Ангел сменил позу, пошевелив крыльями, словно убеждаясь, что они никуда не делись.
– Почему же ты решила, что именно я?
– Отвечу. Я единственный поздний ребенок своих родителей. Рассказывая на ночь сказки, мама упоминала Жар-птицу. Она пообещала: настанет день и час, когда я увижу это чудо в перьях, и тогда все у меня изменится… И чтобы я жила и наслаждалась каждым мгновением жизни.
– Какая связь? Почему? – уточнил Танат.
– Потому, что каждая секунда жизни приближает мою встречу с этим волшебством… И тогда я решила: как только увижу Жар-птицу, так болезнь покинет меня. Потому что страдание и чудо, – несовместимые вещи.
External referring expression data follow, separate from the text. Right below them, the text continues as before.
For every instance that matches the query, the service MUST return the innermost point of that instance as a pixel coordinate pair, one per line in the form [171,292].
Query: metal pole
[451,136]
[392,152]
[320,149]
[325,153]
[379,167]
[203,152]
Танат опустил взгляд, осознавая: «Золотой век наступил. Люди стали как боги. Дождался-таки… Значит, время мне уходить. В прямом и переносном смысле».
 Помолчав, он поднял холодный взор и вдруг предложил:
– Можешь задать мне любой вопрос.
Она погасила улыбку, молвив серьезно:
– Мне всегда казалось, что Гефест не может быть хромым. Потому как он бог, а значит, совершенен.
– Верно чувствуешь.
– А почему же миф гласит обратное?
Вечерний гость улыбнулся впервые за время беседы. Ей показалось, что вороненые крылья покрылись тысячами мельчайших разноцветных искр. В ее голове прозвучал ответ:
– Именно Гефест предложил сделать ноги человека слегка асимметричными. Для повышения устойчивости… Мне пора уходить.
– Уже? А когда я увижу тебя снова?
Бог смерти нахмурился, уточняя:
– Зачем?
– К хорошему ведь привыкаешь быстро. Я буду ждать тебя. И потом, я всегда могу выйти в сад…
«Да минует меня чаша сия», – растерялся Танат; его холодный мозг отказывался верить только что услышанному. Вдруг стало трудно дышать.
Так ничего и не ответив, чернокрылый ангел растворился в воздухе.
Она тихонько отворила дверь и вышла в теплый вечер, переполненный изысками ландышей…
На кедровую столешницу беззвучно легла подкова Гефеста.